Class sizes of up to 30 students will remain the same. Students will have five classes per trimester. This schedule is similar to the current schedule for middle school and ninth grade students.
Graduation requirements for classes 2018 and 2019 will be 28.5 credits which will include language arts (four credits), social studies (four), physical education (one), business (.5 for 2018, one for 2019), math (three), science (three), health (one), fine arts (one) and 11 electives.
For classes 2020, 2021 and beyond, 28 credits are required for graduation.
For science, BHS eliminated the low, ninth-grade physics and chemistry and added post-secondary environmental science. For math, they added an accelerated ninth-grade class (two years of math in three trimesters), added a year-long algebra in ninth-grade and year-long geometry in 10th-grade. They also made a significant realignment of content in all courses and added a prob/stats class.
For English language arts, BHS increased rigor of reading and writing content in ninth and 10th-grades and added a reading class in addition to regular/core English for ninth and 10th graders.
For social studies, BHS moved Economics from grade 10 to grade 11, divided World History into Ancient History and World Affairs and added an extra two-weeks in government to provide more time for local government.
For physical education, the members decided to replace one 10th-grade phy-ed class with on of three choices, including: conditioning and body development, aerobics/body shaping and toning and lifetime fitness activities.
For Spanish, they added additional time for cultural exposure.
In fine arts, they added an upper-level independent study portfolio class after advanced art. Fine arts will have three bands (Bulldog Band-9th, concert band- 10th-12th and wind ensemble 10th - 12th). There will also be four choirs (ninth, bella voice choir, concert choir and chamber choir).
For technology education, a robotics class was added and BHS also changed Web Design II to computer programming.
For business education, BHS eliminated digital citizenship from ninth-grade and replaced it with 21st Century citizenship for 11th and 12th grades. The content of that class will include personal finance, digital citizenship and college and career readiness.

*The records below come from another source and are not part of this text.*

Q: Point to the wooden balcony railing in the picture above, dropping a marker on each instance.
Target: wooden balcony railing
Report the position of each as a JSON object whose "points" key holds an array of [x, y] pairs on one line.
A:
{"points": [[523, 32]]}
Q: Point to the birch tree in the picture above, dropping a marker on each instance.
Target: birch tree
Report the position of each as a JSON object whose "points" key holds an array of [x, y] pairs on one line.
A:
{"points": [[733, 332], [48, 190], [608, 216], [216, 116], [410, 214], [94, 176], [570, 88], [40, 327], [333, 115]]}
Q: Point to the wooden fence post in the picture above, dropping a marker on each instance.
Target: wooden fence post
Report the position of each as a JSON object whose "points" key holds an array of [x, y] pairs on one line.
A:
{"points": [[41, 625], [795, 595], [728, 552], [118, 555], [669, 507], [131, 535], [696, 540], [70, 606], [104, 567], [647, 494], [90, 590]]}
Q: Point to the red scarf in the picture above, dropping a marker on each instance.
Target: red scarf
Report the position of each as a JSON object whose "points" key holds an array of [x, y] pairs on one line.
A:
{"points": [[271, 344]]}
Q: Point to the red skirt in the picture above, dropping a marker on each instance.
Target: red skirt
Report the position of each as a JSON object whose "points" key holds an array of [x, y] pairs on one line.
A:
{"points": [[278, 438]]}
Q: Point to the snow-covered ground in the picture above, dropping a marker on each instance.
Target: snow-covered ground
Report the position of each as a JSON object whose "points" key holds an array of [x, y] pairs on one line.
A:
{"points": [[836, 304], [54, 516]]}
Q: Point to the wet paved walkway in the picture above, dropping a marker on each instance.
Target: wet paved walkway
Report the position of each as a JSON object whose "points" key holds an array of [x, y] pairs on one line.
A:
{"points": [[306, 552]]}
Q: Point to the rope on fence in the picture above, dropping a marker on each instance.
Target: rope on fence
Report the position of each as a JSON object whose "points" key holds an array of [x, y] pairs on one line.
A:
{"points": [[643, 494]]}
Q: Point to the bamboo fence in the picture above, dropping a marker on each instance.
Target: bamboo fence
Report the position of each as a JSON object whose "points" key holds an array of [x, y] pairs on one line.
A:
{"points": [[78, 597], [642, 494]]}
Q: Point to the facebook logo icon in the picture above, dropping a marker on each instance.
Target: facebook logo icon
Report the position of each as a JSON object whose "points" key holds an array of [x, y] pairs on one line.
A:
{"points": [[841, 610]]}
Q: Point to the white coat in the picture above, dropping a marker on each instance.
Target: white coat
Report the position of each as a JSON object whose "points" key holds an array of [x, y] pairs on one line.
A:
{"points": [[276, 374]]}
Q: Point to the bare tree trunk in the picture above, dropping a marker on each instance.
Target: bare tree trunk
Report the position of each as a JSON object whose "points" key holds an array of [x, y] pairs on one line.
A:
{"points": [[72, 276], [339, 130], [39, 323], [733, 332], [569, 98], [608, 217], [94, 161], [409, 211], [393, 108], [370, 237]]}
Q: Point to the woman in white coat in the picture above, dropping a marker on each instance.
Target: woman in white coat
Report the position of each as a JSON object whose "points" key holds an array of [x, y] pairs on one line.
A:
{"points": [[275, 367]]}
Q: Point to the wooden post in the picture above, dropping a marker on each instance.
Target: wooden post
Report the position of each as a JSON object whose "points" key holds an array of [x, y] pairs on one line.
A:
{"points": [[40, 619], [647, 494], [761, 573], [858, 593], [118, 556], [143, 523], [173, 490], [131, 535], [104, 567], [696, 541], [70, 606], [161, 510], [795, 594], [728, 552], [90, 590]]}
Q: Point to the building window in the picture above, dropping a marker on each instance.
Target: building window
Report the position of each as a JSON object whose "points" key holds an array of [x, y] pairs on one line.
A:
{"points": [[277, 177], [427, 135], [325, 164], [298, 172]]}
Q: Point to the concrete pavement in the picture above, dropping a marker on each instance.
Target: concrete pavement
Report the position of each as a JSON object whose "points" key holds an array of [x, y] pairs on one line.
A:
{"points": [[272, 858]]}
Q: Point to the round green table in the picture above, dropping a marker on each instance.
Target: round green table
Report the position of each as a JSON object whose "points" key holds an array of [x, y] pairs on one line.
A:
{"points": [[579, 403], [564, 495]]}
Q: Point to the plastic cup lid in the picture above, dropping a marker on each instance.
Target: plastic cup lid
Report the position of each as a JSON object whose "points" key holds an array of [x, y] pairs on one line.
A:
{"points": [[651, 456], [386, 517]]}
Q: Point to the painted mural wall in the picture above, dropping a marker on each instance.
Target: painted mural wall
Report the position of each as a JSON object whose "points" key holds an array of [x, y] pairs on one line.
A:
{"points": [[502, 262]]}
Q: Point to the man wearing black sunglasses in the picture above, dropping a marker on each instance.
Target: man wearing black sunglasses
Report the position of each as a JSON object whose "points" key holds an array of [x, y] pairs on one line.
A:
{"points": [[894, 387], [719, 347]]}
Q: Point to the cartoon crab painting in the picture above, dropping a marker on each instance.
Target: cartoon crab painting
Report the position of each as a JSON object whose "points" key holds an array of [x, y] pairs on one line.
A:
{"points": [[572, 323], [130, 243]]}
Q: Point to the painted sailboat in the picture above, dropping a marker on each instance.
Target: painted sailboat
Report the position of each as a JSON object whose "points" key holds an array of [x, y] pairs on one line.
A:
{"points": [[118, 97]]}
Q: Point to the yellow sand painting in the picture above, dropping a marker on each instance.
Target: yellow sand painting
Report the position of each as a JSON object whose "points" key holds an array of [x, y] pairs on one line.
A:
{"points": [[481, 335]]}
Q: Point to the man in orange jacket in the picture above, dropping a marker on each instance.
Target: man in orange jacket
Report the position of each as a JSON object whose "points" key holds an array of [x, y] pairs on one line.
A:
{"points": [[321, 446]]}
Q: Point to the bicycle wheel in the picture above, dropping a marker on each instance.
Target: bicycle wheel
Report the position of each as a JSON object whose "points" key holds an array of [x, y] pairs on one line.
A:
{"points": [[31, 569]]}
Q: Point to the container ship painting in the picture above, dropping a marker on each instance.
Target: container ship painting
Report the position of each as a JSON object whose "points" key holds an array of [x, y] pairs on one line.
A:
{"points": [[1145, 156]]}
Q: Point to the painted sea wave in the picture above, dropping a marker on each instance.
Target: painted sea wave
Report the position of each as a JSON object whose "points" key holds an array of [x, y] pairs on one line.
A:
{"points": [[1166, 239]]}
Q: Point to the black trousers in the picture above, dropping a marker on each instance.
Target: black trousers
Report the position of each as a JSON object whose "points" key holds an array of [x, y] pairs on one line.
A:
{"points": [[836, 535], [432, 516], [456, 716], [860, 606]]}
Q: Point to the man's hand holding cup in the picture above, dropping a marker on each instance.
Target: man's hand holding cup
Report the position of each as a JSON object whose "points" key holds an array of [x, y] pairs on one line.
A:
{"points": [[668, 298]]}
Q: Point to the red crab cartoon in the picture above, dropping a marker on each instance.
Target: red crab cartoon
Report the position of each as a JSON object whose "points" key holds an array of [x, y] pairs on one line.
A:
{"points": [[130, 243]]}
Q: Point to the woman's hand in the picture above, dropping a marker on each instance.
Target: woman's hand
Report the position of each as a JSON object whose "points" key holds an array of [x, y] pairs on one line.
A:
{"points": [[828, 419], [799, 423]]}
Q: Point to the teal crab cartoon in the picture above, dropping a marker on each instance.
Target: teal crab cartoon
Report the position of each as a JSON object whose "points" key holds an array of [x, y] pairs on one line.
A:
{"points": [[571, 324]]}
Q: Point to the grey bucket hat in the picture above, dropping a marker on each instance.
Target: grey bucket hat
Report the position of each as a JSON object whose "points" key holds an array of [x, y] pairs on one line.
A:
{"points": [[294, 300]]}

BHS also added a Computerized Accounting II class for online students.
The high school review team consisted of 23 members of faculty, staff board members, students and parents and included: Sandy Logrono Mark Kolbinger, Steve Malone, Nancy Helmer Weiss, Jean Duffy, Ryan Cox, Aaron Jurek, Celina Gustafson, Jennifer Potter, Allyna Storms, Ryan Sommerdorf, Heather Eigen, Margaret Smude, Dan Baird, Gretchen Bordson, Pam Braun, Shelly Clemen, Max Egbert, Judi Klosterman, Maggie Maine, Tina Tamm, Craig Vogl and Dustin Weege.